Giorgio Bonacini, poeta di particolare qualità e consistenza
stilistica, propone questo esito “I segni e la polvere” nella definizione di un
sottotitolo che allude a percorsi ritmati in 52 poesie “distrattamente felici”.
Qui, il verso breve, limpido, essenziale, nella connotazione visibile del
sintagma, nel verticalismo strutturale, nella lieve fonetica dell’assonanza
così come nell’osare della rima, imprime alla pagina una espressività icastica
che rimanda ad una conseguente attenzione riflessiva. L’immediata sensazione è
di trovarsi di fronte ad un intreccio di prospettive che sorprendono
nell’accostamento rapido e profondo, denso nella sostanza effusiva contemplata
nei particolari esigenti; ben sapendo che “non è la distanza/ né il muoversi/
troppo che assorbe/ nel ritmo/ un tamburo di guerra/ ma ninnoli e note/ nel
canto alla terra”. Sono attese di risposte nelle peculiarità delle piccole
incisioni, nelle ferite, nei prospetti cromatici accesi dagli accostamenti di
una sinestesia armonica: “i tuoi mille profumi/ li vedo giallissimi”. Un verso
breve che nella veloce successione scava ogni volta una profondità evocativa.

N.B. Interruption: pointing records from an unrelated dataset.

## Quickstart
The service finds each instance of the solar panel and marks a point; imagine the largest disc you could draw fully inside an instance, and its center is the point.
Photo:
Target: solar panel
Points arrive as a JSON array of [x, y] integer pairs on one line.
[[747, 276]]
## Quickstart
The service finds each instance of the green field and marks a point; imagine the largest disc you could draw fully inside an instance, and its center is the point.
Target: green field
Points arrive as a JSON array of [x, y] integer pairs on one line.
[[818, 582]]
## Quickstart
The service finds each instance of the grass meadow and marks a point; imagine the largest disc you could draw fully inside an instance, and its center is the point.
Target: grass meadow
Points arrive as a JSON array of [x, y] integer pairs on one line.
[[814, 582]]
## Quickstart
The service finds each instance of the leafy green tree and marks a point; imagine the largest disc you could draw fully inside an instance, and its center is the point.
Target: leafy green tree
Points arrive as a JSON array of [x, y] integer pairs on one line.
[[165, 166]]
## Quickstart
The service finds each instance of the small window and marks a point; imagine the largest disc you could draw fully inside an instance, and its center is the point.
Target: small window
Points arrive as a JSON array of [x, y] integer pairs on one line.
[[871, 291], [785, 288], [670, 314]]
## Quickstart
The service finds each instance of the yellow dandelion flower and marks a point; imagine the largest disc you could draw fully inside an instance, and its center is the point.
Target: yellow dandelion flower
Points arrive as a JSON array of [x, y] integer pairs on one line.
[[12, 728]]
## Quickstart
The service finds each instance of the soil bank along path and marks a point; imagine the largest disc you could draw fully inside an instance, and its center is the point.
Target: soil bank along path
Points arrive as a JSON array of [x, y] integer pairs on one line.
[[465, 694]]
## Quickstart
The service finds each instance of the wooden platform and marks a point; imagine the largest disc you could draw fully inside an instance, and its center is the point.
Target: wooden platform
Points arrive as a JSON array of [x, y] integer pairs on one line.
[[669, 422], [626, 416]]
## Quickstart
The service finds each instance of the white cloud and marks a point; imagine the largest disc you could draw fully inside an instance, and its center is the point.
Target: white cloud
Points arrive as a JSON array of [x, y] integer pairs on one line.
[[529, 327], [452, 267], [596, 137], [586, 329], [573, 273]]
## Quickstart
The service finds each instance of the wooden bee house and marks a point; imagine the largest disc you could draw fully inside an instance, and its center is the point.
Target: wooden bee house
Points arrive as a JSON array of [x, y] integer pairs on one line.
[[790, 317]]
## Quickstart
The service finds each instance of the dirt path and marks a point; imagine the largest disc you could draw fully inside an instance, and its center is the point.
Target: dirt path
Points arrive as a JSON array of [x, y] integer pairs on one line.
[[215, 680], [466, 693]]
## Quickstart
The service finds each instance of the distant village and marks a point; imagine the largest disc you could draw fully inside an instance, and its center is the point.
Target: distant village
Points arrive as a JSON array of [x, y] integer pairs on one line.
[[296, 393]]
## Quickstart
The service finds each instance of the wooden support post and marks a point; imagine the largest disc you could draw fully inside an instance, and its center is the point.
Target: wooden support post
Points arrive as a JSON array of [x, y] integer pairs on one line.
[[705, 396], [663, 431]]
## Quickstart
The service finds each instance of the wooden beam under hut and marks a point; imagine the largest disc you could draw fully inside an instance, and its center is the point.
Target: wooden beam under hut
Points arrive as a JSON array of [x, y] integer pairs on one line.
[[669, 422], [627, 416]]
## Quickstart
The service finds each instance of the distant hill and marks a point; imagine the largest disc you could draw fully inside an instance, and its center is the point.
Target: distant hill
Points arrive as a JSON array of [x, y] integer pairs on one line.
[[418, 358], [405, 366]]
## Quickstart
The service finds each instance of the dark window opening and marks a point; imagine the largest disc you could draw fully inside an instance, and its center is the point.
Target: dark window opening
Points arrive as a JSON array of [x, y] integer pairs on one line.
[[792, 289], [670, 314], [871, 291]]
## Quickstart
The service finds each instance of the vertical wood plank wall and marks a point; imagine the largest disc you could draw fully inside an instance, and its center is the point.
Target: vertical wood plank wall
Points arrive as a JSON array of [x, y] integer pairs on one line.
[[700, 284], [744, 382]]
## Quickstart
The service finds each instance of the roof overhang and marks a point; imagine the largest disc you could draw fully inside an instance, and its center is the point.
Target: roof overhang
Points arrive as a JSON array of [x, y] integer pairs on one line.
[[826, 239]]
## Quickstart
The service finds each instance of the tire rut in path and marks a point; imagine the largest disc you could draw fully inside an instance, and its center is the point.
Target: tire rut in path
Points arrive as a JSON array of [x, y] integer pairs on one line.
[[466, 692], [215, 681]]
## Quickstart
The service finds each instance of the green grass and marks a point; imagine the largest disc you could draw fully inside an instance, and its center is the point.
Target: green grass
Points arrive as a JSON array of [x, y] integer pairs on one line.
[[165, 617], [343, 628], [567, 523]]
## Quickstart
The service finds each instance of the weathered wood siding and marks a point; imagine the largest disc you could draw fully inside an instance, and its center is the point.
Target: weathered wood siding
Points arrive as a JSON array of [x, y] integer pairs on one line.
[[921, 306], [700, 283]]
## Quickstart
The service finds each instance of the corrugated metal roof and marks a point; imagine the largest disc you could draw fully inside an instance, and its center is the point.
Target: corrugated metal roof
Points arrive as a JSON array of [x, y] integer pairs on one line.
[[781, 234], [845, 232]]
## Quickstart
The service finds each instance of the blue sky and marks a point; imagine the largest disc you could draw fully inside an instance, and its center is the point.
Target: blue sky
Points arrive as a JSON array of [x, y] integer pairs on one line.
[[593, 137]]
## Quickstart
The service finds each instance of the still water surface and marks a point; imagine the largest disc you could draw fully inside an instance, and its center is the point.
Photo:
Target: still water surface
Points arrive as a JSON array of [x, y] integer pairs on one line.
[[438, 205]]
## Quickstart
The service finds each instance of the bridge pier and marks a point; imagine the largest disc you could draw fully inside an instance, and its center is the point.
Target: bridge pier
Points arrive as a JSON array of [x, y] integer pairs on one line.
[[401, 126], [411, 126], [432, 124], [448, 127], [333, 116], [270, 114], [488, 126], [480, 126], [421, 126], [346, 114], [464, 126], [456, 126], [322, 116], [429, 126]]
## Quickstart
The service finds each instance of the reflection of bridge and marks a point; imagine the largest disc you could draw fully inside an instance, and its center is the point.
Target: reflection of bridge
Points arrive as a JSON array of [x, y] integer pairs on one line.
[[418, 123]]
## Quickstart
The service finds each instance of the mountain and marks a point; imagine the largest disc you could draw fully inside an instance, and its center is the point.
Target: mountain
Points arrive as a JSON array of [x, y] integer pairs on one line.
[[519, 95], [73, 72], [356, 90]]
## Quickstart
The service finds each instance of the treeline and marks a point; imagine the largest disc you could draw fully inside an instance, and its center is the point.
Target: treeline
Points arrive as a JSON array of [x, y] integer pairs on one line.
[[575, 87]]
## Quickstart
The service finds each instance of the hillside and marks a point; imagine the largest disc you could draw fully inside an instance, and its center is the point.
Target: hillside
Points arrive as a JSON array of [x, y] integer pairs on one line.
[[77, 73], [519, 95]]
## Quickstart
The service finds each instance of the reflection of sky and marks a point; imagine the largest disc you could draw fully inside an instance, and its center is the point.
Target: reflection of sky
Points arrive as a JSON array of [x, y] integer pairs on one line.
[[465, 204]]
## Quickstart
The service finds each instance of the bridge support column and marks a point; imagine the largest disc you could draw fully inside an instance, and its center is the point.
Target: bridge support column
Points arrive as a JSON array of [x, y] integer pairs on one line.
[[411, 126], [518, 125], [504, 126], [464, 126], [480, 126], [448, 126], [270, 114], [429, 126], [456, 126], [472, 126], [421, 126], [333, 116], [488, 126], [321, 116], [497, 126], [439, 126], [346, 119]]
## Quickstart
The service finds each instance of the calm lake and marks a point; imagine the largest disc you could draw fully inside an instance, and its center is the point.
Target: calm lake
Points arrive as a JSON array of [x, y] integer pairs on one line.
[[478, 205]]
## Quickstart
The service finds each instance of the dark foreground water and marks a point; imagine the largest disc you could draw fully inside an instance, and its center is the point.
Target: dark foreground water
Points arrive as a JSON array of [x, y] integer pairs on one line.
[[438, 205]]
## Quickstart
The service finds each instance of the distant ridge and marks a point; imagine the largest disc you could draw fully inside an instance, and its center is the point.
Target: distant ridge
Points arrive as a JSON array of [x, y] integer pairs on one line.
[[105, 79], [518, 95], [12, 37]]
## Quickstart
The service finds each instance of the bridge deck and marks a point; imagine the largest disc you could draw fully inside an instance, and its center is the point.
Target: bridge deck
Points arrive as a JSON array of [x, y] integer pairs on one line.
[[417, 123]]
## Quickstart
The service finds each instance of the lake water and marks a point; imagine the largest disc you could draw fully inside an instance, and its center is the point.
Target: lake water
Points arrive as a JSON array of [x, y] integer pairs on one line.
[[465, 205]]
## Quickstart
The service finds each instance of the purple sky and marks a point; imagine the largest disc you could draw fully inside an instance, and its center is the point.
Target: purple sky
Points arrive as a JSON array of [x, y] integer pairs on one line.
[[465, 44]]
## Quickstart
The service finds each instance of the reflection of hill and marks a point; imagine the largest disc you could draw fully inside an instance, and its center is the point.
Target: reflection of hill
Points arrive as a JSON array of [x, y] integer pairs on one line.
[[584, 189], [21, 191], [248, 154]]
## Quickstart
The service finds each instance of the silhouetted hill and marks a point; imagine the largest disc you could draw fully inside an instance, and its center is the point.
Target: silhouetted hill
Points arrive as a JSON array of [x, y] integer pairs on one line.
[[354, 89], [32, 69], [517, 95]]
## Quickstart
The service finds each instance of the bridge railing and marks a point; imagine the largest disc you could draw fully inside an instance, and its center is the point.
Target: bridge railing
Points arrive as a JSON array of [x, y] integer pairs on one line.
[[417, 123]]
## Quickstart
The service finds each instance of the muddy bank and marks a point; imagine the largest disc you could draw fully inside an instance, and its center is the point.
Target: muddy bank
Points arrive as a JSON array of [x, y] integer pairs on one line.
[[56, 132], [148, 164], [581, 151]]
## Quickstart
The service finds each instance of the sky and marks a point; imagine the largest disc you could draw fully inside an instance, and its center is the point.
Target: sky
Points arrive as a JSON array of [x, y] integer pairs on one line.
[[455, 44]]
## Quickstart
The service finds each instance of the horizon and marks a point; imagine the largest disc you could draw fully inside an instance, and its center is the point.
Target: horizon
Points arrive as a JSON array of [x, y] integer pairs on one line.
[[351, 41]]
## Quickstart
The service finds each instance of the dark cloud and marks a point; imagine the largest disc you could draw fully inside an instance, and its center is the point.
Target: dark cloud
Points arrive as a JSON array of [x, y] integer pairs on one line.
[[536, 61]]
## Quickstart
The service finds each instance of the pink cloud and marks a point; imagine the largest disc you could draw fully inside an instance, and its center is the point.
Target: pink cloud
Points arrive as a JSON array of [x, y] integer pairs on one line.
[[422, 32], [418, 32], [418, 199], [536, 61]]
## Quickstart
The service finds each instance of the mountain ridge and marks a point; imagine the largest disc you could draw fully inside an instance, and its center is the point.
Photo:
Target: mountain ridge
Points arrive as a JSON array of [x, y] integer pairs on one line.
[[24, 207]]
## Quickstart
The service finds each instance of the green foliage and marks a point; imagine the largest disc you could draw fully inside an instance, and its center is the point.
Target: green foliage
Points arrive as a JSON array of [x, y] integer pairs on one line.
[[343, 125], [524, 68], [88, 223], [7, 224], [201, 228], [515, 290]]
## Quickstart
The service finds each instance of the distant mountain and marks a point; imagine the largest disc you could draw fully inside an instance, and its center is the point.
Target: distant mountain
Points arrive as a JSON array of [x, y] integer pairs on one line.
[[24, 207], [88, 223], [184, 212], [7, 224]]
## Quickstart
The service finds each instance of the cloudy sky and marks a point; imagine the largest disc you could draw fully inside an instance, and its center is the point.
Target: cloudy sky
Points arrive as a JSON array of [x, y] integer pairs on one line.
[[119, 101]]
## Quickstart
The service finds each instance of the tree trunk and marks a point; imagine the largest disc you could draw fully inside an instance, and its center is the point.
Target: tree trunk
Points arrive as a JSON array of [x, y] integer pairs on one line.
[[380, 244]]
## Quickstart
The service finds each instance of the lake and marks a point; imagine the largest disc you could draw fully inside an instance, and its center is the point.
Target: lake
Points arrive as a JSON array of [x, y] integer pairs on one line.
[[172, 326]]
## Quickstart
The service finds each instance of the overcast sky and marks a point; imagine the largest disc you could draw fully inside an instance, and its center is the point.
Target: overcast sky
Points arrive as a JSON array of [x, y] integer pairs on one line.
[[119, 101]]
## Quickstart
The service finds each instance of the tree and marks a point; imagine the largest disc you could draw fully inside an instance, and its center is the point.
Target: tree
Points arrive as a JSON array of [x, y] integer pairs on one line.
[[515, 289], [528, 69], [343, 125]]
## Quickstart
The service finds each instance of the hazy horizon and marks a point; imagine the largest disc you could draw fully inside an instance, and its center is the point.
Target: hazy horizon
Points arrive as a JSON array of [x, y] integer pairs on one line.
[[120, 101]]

E’ trovare traccia di un assenso interpretante il valore della mitezza quando
essa sa osservare contemplando, interrogare esprimendo. L’elemento naturale si
ritrova lungo il percorso degli accostamenti in un sorvegliare liricamente le
genesi e le mutazioni, così come gli esiti, in una volontaria ermeneutica dei
dati materici accuditi e rivisitati. Giorgio Bonacini sa dosare la limatura del
verso con estrema perizia, lasciando volutamente un aere sospeso, dove lo
spazio della pagina sembra costituire ampiezze ulteriori, margini di accenni
non detti ma intuibili. E sono, a succedersi, segni di neve e chiarori, sabbie
e pietraie, venti e smanie, ma anche impreviste farfalle incuranti, tracce di
una gradazione di risorse a volte diafane, altre incise, che corrispondono a
passi rivelanti la tersa complessità del sentire oltre l’immediato. L’autore
coniuga l’attesa con l’intuizione accorta “in fumogeni d’arte/ o di lingua/ e
in fittizia clausura/ nei versi aggrottati...” quasi un esperire il senso
autentico di un’ estetica che si è sempre più rivelata una valutazione del
sensibile, in un suo definibile equilibrio. Gli accostamenti dicibili
avvicinano esperienze sensitive diverse e inattese che esortano a pensieri
capaci di riformulare le visibilità in considerazioni curanti una genesi
partecipativa, evolvente, scandita in atti che comportano processi analogici.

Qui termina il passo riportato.